Dans sa finition Platinum, l’habitacle fait une belle impression par son exécution soignée. Les sièges en cuir matelassé, le vaste toit panoramique et l’insonorisation générale créent une ambiance nettement plus soignée qu’à bord d’un Rogue à essence d’entrée de gamme. Le tableau de bord est dominée par un écran tactile de 12,3 pouces jumelé à un combiné d’instruments numérique de même dimension. L’interface multimédia est vive, réactive et intègre l’écosystème Google avec Apple CarPlay et Android Auto sans fil. On apprécie la préservation de vraies molettes physiques pour la climatisation et l’efficacité du système ProPILOT Assist pour le maintien dans la voie sur voie rapide.
Sur la route, le Rogue PHEV abandonne le petit 3 cylindres turbo au profit d’un bloc 4 cylindres atmosphérique de 2,4 litres combiné à deux moteurs électriques, fournissant une puissance totale de 248 chevaux et un couple immédiat de 332 lb-pi. En ville, l’agrément est indéniable : les décollages se font avec la douceur et le silence caractéristiques d’un véhicule 100 % électrique.

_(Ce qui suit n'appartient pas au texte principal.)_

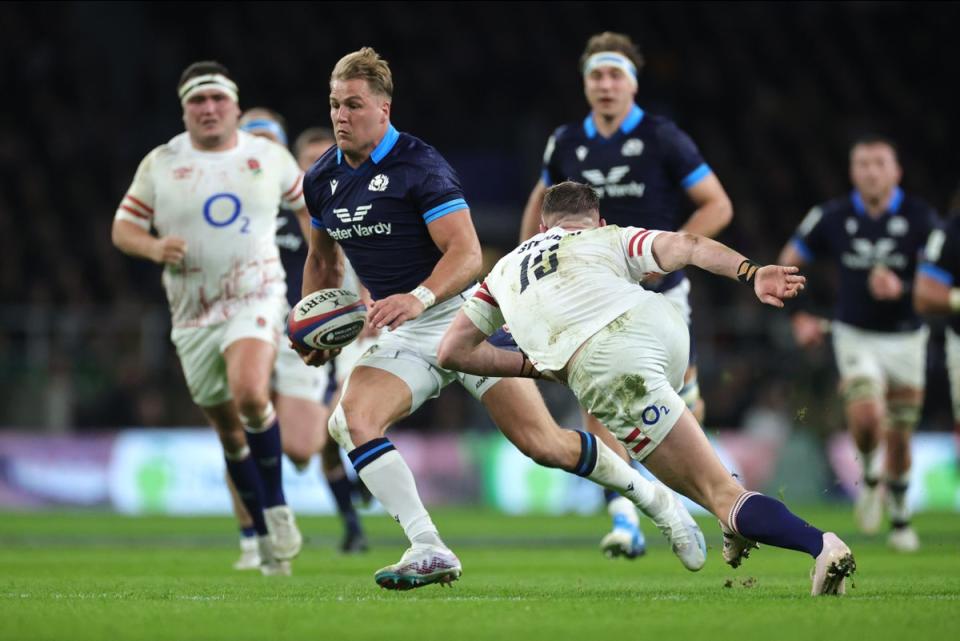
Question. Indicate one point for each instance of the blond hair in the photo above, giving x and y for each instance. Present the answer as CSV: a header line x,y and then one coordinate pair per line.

En revanche, lors d’un dépassement vigoureux sur l’autoroute, le moteur à essence monte en régime avec un grondement rugueux qui rappelle son âge relativement avancé de conception.
La batterie de 20 kWh promet une autonomie électrique de 61 kilomètres selon les cotes officielles. Lors de notre essai par temps doux, nous avons soutiré environ 54 km avant l’allumage du moteur thermique. Au plus froid de l’hiver québécois, attendez-vous plutôt à un rayon d’action réel oscillant entre 35 et 40 km. C’est décevant. Surtout qu’en mode «EV», la cylindrée s’allume parfois malgré tout.
La recharge est aussi décevante: le chargeur embarqué plafonne à 3,7 kW. Il faut compter environ 7 heures sur une borne domestique de Niveau 2. Un module de 6,6 ou 7,2 kW aurait réduit ce délai de moitié.
Le Nissan Rogue PHEV 2027 offre une formule rassurante et sobre pour les familles québécoises désireuses de faire de courts trajets quotidiens sans consommer d’essence, tout en éliminant l’anxiété de la recharge sur longue distance. Reste qu’il souffre de la comparaison avec son donateur d’organes, l’Outlander PHEV, qui propose des versions plus abordables sous les 50 000 $ et, surtout, une garantie de 10 ans sur le groupe motopropulseur contre seulement 5 ans chez Nissan.
C’est dommage, car Nissan avait déjà une bonne expertise dans l’électrification, mais on l’a gaspillée au fil des dernières années en sous-investissant dans sa mise en application.